11 thoughts on “Confirmation Of Record 220 PeV Cosmic Neutrino Hit On Earth

  1. “Due to their extremely low mass and no electric charge they barely ever interact with other particles, making these so-called ‘ghost particles’ very hard to detect. That said, when they do interact the result is rather spectacular as they impart significant kinetic energy.”

    Actually, at these energies, they don’t “barely interact” – there’s no way that neutrino was going to make it through the Earth. Once you get into the EeV range, the neutrino’s interaction length drops to maybe a thousand kilometers of water equivalent (as in 1000 km in 1 g/cm^3 material, 200 km in 5 g/cm^3 material, etc.).

    The difficulty detecting them is just that there aren’t many at these energies, because there’s not much of anything at these energies. 220 PeV is a good fraction of a joule (*)! You try shoving that much energy into a single particle.

    (*: regardless of what Google’s crappy AI thinks, 220 PeV is 2.2E17 J = 0.0352 J)

      1. Yup, although the reason we’ve seen more UHECRs rather than UHE neutrinos is because you just need atmosphere to detect cosmic rays, whereas you need dense matter to detect neutrinos.
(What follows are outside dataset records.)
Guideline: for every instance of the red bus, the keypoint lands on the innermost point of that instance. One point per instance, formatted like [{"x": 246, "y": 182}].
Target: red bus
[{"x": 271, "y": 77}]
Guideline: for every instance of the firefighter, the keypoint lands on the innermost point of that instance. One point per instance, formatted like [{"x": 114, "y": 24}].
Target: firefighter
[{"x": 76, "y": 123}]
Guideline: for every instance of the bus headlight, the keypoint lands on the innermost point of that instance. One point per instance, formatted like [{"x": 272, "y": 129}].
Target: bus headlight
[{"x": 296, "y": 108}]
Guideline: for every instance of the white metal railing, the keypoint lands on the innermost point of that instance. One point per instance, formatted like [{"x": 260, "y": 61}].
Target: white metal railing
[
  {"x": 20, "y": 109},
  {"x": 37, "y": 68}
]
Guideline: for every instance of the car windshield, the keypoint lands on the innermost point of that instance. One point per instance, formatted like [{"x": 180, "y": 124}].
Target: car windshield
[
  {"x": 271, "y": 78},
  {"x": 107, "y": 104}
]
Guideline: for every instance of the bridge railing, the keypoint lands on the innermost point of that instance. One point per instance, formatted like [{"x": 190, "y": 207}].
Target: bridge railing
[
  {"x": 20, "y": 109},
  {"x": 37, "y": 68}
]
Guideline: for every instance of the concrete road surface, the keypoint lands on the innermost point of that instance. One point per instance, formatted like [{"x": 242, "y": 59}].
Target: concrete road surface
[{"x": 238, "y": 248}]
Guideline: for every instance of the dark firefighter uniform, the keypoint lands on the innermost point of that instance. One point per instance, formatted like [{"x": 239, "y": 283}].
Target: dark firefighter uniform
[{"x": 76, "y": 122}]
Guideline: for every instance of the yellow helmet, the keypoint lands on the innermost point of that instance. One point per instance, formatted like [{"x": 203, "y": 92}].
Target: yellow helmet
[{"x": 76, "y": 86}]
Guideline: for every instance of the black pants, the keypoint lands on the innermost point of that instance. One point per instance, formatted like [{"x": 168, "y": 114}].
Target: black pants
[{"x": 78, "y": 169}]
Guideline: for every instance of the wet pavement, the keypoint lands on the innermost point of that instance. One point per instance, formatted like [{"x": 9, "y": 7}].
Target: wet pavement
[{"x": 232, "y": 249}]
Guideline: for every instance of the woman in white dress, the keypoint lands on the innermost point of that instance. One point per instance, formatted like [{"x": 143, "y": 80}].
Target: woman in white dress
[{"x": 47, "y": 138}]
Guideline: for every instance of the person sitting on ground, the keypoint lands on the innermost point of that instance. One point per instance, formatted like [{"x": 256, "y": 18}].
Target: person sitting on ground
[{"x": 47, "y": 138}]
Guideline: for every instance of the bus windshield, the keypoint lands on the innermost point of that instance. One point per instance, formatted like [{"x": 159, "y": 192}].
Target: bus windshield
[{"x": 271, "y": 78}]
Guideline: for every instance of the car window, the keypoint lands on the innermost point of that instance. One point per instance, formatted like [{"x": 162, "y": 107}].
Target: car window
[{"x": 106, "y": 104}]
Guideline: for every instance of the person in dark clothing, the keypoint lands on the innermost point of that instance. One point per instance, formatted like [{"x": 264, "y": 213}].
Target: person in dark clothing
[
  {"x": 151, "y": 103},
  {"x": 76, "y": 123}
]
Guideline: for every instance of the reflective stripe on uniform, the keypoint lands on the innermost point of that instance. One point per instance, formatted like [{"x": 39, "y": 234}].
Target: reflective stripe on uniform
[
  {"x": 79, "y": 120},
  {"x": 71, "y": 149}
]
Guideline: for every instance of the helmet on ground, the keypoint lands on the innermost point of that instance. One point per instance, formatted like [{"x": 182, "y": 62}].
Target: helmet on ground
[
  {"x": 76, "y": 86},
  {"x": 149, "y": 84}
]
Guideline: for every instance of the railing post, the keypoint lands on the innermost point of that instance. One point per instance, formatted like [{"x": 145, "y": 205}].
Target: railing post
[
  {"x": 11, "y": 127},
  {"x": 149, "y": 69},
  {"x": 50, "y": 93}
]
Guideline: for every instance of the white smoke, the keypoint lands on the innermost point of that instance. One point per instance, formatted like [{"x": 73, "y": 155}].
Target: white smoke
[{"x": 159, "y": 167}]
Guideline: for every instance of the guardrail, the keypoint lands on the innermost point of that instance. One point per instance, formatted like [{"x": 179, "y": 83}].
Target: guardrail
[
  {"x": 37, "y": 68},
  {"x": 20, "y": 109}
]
Easier to stare at many many cubic kilometers of air than cubic kilometers of “stuff.”

        The highest energy cosmic rays are why we’re certain that UHE neutrinos exist – we call those “cosmogenic” – they’re produced by UHECRS losing energy against the microwave background. And while the original CR can’t travel that far cosmologically, the neutrino can.

        There might even be more neutrinos than that, though, since those are the ones produced in transit: they can be produced by the source directly.

        But that’s why the rates of all these high energy things are all roughly similar. Basically all the same sources.

    1. Since you gave off many red flags for scam I decided to look into, and surprisingly it is a legitimate. https://en.wikipedia.org/wiki/Cosmic-Ray_Extremely_Distributed_Observatory
      Your red flags 1: random number and letter username 2: Misspelling and grammar errors as some bots use that to avoid comments from being automatically deleted 3: Very little context, knowing who runs the project and how it works is only a few sentences more, but makes it take less effort to verify it’s integrity.